Southern New Hampshire University
SNHU has developed a fully-accredited, competency-based learning model that stimulates opportunity. Through the Global Education Movement (GEM), they’re bringing higher education to refugee camps around the world, offering students the opportunity to pursue a US-accredited Bachelor of Arts (B.A.) or Associate of Arts (A.A.) degree at no cost. With seed funding from Audacious to pilot the program, they’re now seeking to scale their solution to 15 countries over the next five years, lowering the cost of the degree and enabling more than 16,000 refugees across 23 sites to improve their futures.
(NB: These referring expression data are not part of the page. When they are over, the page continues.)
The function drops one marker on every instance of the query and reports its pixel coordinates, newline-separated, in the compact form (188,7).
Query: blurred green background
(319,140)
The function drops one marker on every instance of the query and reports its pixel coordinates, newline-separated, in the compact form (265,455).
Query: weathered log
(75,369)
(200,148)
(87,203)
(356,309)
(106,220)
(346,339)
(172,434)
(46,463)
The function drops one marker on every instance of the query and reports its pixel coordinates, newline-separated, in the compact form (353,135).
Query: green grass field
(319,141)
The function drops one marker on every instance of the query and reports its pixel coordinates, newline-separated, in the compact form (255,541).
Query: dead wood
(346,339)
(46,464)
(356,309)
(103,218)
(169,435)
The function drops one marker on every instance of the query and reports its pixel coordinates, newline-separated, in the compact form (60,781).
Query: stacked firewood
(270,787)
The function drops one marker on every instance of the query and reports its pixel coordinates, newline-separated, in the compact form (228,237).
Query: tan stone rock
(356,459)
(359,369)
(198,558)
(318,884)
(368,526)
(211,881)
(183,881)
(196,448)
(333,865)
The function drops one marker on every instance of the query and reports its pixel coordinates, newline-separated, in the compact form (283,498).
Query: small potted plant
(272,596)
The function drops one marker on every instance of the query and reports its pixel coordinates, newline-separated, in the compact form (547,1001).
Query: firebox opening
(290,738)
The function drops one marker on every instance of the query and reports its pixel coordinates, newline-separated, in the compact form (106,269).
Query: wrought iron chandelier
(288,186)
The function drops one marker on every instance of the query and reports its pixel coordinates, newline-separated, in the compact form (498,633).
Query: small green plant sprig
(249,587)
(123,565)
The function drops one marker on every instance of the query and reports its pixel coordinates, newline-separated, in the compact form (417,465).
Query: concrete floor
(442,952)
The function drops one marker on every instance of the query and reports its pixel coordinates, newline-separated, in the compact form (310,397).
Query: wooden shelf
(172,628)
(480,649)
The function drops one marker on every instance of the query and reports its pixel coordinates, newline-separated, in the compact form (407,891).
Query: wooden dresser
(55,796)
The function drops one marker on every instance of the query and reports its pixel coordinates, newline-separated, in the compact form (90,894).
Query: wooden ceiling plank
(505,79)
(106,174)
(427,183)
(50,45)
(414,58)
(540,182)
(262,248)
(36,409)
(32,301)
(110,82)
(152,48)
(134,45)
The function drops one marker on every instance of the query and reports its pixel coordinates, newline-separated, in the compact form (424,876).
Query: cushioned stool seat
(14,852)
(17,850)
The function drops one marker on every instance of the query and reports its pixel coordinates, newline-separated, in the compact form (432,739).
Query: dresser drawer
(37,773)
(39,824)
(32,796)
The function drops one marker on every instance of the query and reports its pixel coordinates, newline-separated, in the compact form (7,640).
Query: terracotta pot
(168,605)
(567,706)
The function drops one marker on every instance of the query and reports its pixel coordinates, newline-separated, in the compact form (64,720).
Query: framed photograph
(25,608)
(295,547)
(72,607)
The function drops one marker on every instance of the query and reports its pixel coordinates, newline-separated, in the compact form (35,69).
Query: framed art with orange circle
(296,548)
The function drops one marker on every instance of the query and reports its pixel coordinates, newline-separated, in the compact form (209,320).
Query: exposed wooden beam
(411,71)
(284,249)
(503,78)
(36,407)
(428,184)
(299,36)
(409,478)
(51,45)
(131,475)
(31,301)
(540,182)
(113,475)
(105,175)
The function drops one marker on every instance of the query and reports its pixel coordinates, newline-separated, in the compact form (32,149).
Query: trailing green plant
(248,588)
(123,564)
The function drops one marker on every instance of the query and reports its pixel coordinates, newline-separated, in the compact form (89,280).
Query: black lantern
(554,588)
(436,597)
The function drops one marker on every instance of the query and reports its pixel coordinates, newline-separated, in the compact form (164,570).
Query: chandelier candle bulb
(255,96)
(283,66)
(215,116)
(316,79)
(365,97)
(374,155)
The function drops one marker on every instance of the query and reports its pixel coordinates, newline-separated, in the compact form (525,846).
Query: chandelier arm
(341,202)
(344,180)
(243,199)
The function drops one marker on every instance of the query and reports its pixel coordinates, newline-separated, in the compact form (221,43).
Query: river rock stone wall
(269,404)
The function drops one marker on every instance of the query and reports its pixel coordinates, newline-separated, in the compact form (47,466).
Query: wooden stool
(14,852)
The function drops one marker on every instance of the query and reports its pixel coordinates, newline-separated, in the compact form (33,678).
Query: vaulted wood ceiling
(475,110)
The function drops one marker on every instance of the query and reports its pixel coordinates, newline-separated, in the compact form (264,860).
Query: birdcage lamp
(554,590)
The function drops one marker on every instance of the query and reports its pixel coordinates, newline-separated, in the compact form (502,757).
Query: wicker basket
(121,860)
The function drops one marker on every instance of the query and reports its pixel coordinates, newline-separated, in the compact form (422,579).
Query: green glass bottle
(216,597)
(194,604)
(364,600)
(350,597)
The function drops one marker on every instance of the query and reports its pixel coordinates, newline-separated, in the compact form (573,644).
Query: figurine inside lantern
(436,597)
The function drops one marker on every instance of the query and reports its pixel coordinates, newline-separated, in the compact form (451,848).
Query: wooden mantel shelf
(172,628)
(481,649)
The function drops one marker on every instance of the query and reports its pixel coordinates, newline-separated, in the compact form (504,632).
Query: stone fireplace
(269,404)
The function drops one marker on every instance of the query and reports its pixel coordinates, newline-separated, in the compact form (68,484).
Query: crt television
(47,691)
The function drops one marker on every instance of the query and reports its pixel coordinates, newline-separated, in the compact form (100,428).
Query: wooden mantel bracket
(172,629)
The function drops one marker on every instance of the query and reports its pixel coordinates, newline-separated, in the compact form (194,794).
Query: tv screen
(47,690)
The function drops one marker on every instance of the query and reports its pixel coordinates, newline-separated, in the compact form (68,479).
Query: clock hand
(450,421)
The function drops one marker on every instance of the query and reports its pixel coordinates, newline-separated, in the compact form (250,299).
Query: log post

Main photo caption: Saida Aden Siad from Somalia lives in Kakuma Camp, Kenya and is studying towards a US accredited degree at no-cost through SNHU’s GEM program. / TED
In two years, SNHU has expanded GEM to 10 sites in five countries — Rwanda, Lebanon, South Africa, Malawi and Kenya — serving nearly 1,700 individuals, with a rate of less than five percent attrition. And 88 percent of students are employed within six months of graduating.
SNHU quickly pivoted to remote delivery of the program due to the COVID-19 pandemic, ensuring zero interruption in studies. GEM also launched new, fully-virtual sites in Nairobi and Lebanon; scaled its virtual exchange program between students in Lebanon and the US; and graduated the largest class to date.
SNHU GEM students and alumni are now rising as leaders in their communities. This year, graduates helped construct a World Bank-funded entrepreneurship and coding training center in Malawi’s Dzaleka Refugee Camp; oversaw a community technology center providing emergency support to women in Cape Town, South Africa; and in Kenya, created Kakuma Refugee Camp’s first commercial factory, which has been critical in distributing soap during the camp’s COVID response.
“Our students live in close-quartered refugee camps and urban areas and experienced some of the strictest quarantines in the world. In this context, we quickly transitioned to a blended learning model that offered in-person supports online across five countries. Students emerged as community leaders at the frontlines of community upliftment and COVID response.”